For the pre-clinical phase, we’re partners. For us PA students, the full-time clerkship year features several end-of-rotation exams and culminates after graduation in our licensing exam, the PANCE. From there, we’ll go out into the working world. I don’t envy the USMLE-triple-whammy of medical education or the stress of residency matching. But I’m so glad that there are people out there who have made that choice, who are going to put themselves and their partners and families through those challenges because healthcare teams need physicians. We need those experts, those visionaries, those leaders. I want to work with people like my MD classmates someday.
PAs play an important role, too. There’s no shortage of work that needs to be done in healthcare, and PAs are ready and willing to make it happen. We take care of patients in the hospital in every setting. We’re primary care providers and outpatient specialty providers. Primary care PAs and outpatient specialty PAs often have their own panels, consulting with a physician as appropriate. PAs see surgery patients pre- and post-operatively so that the surgeon, with all their hard-won expertise, can operate on more patients. ER PAs sew lacerations, diagnose and treat extremity injuries, take care of all manner of febrile children and step up to address higher-acuity cases as needed. We’ve been on the front lines of the COVID-19 pandemic from day one.
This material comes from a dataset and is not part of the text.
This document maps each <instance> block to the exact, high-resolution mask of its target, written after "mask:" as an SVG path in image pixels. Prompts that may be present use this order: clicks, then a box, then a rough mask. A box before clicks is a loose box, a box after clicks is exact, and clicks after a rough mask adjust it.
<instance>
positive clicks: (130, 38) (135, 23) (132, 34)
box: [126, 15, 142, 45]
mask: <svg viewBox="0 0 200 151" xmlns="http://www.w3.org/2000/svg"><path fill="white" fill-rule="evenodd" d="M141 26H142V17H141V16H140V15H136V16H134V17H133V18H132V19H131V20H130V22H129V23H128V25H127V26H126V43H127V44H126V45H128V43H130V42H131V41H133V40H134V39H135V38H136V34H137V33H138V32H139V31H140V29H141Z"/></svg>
Permutations on these and similar patterns are found throughout the healthcare system. There are care shortages in every specialty, and PAs help to fill those gaps by working as a team with physicians and other key contributors like nursing, social work, occupational and physical therapy, dieticians, and more. Sometimes I can hardly believe that a few years of training will equip me for my role, but by how grueling things are as a preclinical PA student and how high the expectations are of my performance on my clerkships are, I am reassured that the reason our profession has persisted for all these decades is that PA training will prepare me. I don’t expect to start my first post-grad job knowing it all. Rather, I’ll go in hungry to learn anything and everything I can to serve my patients and support the care team. We improve the system for everyone, patients and physicians alike.
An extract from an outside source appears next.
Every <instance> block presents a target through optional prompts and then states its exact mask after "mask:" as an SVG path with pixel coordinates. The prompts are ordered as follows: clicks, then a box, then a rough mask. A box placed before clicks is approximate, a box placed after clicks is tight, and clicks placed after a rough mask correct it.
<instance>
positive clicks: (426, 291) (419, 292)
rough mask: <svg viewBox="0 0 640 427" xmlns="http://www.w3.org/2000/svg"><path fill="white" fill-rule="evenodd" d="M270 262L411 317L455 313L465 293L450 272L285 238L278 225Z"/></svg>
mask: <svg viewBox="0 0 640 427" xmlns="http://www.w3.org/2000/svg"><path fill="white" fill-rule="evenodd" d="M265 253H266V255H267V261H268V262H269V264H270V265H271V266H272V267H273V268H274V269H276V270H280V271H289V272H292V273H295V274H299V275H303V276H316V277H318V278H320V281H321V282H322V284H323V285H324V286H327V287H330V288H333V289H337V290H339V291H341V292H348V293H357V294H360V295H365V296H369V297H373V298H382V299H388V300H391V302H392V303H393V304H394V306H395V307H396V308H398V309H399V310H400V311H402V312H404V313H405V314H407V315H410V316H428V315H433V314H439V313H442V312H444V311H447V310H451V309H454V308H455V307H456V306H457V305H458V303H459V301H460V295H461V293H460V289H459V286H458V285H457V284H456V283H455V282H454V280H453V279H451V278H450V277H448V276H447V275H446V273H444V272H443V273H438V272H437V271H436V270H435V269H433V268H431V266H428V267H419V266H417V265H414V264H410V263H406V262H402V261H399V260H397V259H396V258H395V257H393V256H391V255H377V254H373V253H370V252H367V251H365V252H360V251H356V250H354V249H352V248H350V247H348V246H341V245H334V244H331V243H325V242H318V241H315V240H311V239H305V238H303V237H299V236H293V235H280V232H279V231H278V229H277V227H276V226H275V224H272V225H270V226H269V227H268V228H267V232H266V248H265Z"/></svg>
So what do I want you to know? I want you to know that your PA colleagues are always eager to learn and to teach. Some of us are new to our specialities, and others have decades of experience. I want you to know that we are people who chose a profession that gave us a way in when other doors were closed, or much harder to open. I want you to know that we are drawn to medicine for those same reasons that bring us all toward it: the chance to make a difference, to relieve suffering, to witness and to heal. Don’t get tripped up on the name. We’re not assistants, we’re partners in care.